US officials say they believe Putin’s buildup of Russian forces in Syria mainly reflects Moscow’s fear that Assad’s grip might be weakening and a desire to shore him up to retain Russian influence in the region.
They also see it as a way for Putin to try to project Russian influence more widely, a goal he appeared to achieve on Sunday with Iraq’s announcement that Russia, Iran, Syria and the Iraqi government were sharing intelligence on Syria.
Despite their differences over Syria and Ukraine, the United States and Russia have worked with Britain, China, France and Germany, a group known as the P5+1, to secure a nuclear deal with Iran this summer.
The same group could also take up the issue of Syria, the European Union’s foreign policy chief, Federica Mogherini, said after a meeting of the six foreign ministers and Iran on Monday evening.
No-fly zone, safe zone for refugges
In the coming days, France will discuss with its partners a proposal by Turkey and members of the Syrian opposition for a no-fly zone in northern Syria, Hollande said on Monday in New York.
Struggling with more than 1.8 million Syrian refugees, Turkey has long campaigned for a no-fly zone in northern Syria, to keep Kurdish militants from its border, and help stem the tide of displaced civilians trying to cross.

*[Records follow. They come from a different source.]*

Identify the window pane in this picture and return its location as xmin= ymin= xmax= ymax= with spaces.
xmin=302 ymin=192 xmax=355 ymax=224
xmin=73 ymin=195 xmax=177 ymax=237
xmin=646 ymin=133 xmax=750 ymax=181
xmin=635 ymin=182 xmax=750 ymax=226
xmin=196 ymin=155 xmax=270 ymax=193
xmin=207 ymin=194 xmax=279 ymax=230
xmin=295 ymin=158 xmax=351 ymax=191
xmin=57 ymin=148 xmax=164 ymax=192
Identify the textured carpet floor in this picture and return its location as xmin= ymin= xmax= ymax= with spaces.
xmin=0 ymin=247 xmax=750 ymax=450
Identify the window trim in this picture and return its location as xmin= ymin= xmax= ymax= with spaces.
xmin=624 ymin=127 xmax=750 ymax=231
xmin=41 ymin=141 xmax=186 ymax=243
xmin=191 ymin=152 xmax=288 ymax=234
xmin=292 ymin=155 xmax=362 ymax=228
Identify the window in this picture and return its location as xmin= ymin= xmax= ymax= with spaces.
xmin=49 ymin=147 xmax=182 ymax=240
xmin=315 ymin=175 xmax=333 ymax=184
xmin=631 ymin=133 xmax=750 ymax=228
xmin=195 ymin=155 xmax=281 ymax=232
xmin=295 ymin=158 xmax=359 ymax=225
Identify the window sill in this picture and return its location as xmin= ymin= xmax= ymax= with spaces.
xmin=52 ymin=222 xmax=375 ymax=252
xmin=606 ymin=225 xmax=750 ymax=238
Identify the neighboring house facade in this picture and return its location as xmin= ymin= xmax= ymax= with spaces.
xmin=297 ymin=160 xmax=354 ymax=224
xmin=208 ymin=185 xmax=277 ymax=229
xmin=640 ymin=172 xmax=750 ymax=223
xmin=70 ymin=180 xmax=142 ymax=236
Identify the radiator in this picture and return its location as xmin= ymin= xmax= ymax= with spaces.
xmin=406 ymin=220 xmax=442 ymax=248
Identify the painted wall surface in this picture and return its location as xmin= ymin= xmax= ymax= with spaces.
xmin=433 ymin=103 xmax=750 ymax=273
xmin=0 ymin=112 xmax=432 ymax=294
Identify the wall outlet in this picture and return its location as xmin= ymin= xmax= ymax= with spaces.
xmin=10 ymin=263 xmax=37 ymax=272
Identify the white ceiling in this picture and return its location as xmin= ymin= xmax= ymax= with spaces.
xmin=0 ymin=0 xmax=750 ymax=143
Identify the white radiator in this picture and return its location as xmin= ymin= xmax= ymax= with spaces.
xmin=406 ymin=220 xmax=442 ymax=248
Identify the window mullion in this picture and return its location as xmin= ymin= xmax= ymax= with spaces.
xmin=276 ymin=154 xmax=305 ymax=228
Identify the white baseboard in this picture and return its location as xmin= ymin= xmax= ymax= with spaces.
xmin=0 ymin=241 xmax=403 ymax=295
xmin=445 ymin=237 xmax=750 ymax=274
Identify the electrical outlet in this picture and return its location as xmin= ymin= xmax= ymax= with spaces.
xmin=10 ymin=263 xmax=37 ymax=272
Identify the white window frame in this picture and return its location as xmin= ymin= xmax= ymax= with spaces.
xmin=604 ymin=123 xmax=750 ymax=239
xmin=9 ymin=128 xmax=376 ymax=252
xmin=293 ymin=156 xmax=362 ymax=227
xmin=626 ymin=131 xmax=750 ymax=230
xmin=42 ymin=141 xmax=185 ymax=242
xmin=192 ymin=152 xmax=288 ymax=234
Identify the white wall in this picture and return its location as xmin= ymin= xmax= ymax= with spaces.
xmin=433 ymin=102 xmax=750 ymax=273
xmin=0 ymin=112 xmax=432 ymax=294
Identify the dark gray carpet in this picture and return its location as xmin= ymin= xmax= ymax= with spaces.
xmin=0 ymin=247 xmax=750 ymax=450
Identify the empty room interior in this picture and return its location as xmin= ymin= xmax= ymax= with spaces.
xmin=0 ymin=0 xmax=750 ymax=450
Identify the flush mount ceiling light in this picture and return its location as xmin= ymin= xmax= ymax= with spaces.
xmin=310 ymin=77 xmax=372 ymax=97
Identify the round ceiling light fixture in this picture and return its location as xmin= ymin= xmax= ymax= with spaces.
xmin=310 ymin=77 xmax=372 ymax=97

France has also previously pushed the idea which has gained some traction in Europe, with hundreds of thousands of Syrian, Iraqi and Kurdish refugees fleeing the region to Europe, with little hope of seeing an end to the crises.
French Foreign Minister Laurent Fabius “in the coming days will look at what the demarcation would be, how this zone could be secured and what our partners think,” Hollande told reporters on the sidelines of the annual United Nations General Assembly.
“Not only would it protect those living in these zones, but, and this is the idea behind it, refugees could return to this zone,” Hollande said.
Hollande said such a proposal could eventually be rubber-stamped with a UN Security Council resolution that “would give international legitimacy to what’s happening in this zone.”
Security Council diplomats have said that Russia would not support any such resolution.
“Turkey suggests forming a safe zone for refugees,” a senior Turkish official said. “Otherwise a new wave of refugees will probably become inevitable. This issue has to be resolved within Syria,” the official said, also calling on partners the UN, European Union and the United States “to focus on the root cause.”
Turkey and the United States said in July that they were working on plans to provide air cover for Syrian rebels and jointly sweep Islamic State fighters from a strip of land along the Turkish border, bolstering the NATO member’s security and possibly providing a safe haven for civilians.
The size and scope of a zone along the border was under discussion, US officials have said, but Washington ruled out jointly imposing a formal no-fly zone. It said the plan with Turkey was not aimed at creating a “safe zone” for refugees. Washington is also concerned that Turkey would use such a zone to attack Syrian Kurdish forces, which have been instrumental in fighting ISIS in the country.